Glycation of monoclonal antibodies impairs their ability to bind antigen

SUMMARY As elevated levels of glycated IgG have been detected in the plasma of patients with diabetes mellitus, a disease associated with increased susceptibility to infection, we have investigated whether glycation of MoAbs affects the kinetics and/or affinity of antigen binding. Three mouse MoAbs were incubated with 0.5 M glucose at pH 7.4 for 14‐1 days at 37°C. Control MoAbs were incubated using identical conditions but with no added glucose.

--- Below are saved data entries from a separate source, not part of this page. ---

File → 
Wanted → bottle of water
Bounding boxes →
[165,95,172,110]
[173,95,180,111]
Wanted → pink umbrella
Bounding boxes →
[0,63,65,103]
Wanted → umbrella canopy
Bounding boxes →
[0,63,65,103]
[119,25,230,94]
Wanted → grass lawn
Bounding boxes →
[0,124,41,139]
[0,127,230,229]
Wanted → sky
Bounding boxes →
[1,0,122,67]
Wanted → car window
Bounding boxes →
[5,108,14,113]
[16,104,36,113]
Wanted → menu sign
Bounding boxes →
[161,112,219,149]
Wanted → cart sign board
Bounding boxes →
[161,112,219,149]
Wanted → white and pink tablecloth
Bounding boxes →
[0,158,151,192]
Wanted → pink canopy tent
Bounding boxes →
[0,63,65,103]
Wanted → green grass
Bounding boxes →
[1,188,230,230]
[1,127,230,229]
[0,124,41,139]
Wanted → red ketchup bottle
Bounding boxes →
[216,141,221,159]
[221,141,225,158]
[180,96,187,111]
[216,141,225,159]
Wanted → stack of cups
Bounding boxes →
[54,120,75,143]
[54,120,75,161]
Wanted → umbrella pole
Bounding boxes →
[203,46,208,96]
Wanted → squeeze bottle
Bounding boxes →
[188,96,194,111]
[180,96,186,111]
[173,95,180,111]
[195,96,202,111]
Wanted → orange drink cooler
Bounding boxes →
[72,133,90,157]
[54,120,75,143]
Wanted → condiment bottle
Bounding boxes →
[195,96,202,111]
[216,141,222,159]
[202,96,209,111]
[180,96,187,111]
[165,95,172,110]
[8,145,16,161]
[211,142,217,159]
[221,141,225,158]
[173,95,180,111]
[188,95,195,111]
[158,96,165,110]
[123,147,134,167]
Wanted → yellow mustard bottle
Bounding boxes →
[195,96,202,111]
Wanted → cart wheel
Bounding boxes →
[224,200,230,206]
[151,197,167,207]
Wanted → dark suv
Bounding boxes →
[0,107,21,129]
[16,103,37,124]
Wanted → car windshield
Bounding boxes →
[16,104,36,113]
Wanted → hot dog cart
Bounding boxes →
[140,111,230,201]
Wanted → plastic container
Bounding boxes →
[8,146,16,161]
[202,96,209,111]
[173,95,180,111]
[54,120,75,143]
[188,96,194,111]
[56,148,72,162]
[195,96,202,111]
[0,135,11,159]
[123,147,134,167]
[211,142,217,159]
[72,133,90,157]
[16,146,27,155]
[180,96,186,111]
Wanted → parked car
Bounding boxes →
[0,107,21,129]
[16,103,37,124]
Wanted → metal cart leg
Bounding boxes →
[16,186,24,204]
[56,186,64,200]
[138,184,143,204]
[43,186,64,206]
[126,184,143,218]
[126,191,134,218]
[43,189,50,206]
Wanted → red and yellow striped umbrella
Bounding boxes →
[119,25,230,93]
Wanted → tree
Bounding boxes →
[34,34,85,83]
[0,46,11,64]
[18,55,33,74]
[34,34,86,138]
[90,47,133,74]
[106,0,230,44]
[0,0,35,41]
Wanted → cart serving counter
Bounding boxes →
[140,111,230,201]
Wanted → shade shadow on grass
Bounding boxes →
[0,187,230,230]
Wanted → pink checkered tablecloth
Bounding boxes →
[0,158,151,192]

Using a surface plasmon resonance technique we found that glycation significantly increased the rate of dissociation (k diss ) of the antigen‐antibody complex for all three MoAbs ( P < 0.05, n = 4), but had no significant effect on the rate of association (k ass ). For one of the MoAbs, against human IgG (Fab), we also measured k diss by an alternative method utilizing radiolabelled antigen, which confirmed that glycation of the antibody significantly increases k diss ( P < 0.001. n = 8). We also found using an ELISA‐based method that glycation of the same MoAb significantly increased (he equilibrium dissociation constant (k d ) ( P < 0.05, n = 6). A significant increase in k d was observed after glycation using glucose concentrations consistent with those found in poorly controlled diabetics ( P < 0.02, n = 5). We conclude that in vitro glycation can significantly lower the affinity of an antibody for its antigen, and significantly increases the rate of dissociation of the antigen antibody complex.